Лес полон буреломов. Крутолобая скала обрывом нависала над сейчас вялой стремниной. Бурлящий ворчливый ручей перекрученных водных струй с уступа обрушивался вниз, и влившись в небольшое озерцо превращался в неширокую спокойную струю, впадавшую в русло реки. На другом берегу пробившего изрядный овраг притока стояла вековая тайга, вплотную подошедшая к берегу.

— Ну что? Дом будем ставить? — Спросил Антон- старший сына Хотея, сам размышляя о том, как в таком случае жить вдали от привычного города.

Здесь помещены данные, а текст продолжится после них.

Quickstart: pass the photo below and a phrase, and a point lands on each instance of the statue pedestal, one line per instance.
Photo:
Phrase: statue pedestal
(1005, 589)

— Погоди. Не суетись. Надо на другой берег речки сходить. Места поразведать. Нам может это сейчас важнее всего. — Хотей весело взглянул в глаза Антона. У нас товар. Первым делом надо его обустроить. Вокруг варнаков полно. Пока люди не вросли в землю легче всего пошалить. Поспешать надо. Себе потом сарай поставим или времянку сварганим.

— Батюшка, а можно я слазаю. — Сенька, вороватый бесенок лет тринадцати со сверкающими глазами вечно вылезавший вперед хотел и тут всех обскакать.

— Погодь, сейчас дед решит, кто полезет. — Антон уже всматривался в соседний берег, прикидывая, как ловчее туда будет перебраться.

— Ладно. — Хотей вздохнул. — Одни мы тут. Надеяться не на кого, зато и мешать пока никто не будет. Мужики вон угодья делят. Сейчас, среди обустройства, нам самое время осмотреться да местечко неприметное подыскивать.

— Может на том берегу среди сплошной тайги поспокойнее схрону будет. — Баба Паня, не стесняясь, встряла в мужской разговор. Она, как и вся семья была посвящена в тайну мешков с солью. — С одной стороны, река, с другой овраг, а с третьей завалы сделаем. Ни одна тварь незамеченной не подберется. Сейчас надо беспокоится береженого бог бережет.

— Добро. Только подумать не мешает, осмотреться. — Хотей обернулся к старшему сыну. — Антон, надо пока на этом берегу времянку ставить. Понятно? Ежели не будем ничего строить — подозрительно покажется. Только хорошо бы потом сразу за баньку взяться. Запаршивели в дороге. Не в моготу. Раньше чуть не через день мылись. Надо бы всем остричься, да белье прокипятить.

— Все ты верно говоришь. — Хотей почесал бороду.

— Батюшка. — Надька, едва заневестившаяся девица как всегда влезла в разговор, и отмахиваясь от пытавшегося ее остановить Сеньку не к месту вякнула. — Видели, как глазки у Кузьмича забегали, когда о деньгах, что нам смотритель должен подвезти говорил? Он еще с этим страшным казачиной нехорошо так переглянулся, с ухмылочкой. Как бы ненужные мысли у них не загуляли. Некогда разговоры разговаривать.

— Ах ты мое солнышко ненаглядное. — Антон нежно погладил дочку по голове. — Глазастая ты моя. — Не волнуйся. Они все свое уже забрали.

Надя вообще вела себя очень независимо — долговязая, голенастая четырнадцатилетняя непоседа сильно одичала в дороге и приобрела смелость амазонки. Раньше это была скромная девочка с прелестной улыбкой, с ладными губками и зубками, тоненькая и стройная с наивным выражением лица. Теперь она вытянулась, похудела, но главное, чуть изменилось выражение глаз. Они стали колючими и очень недоверчивыми.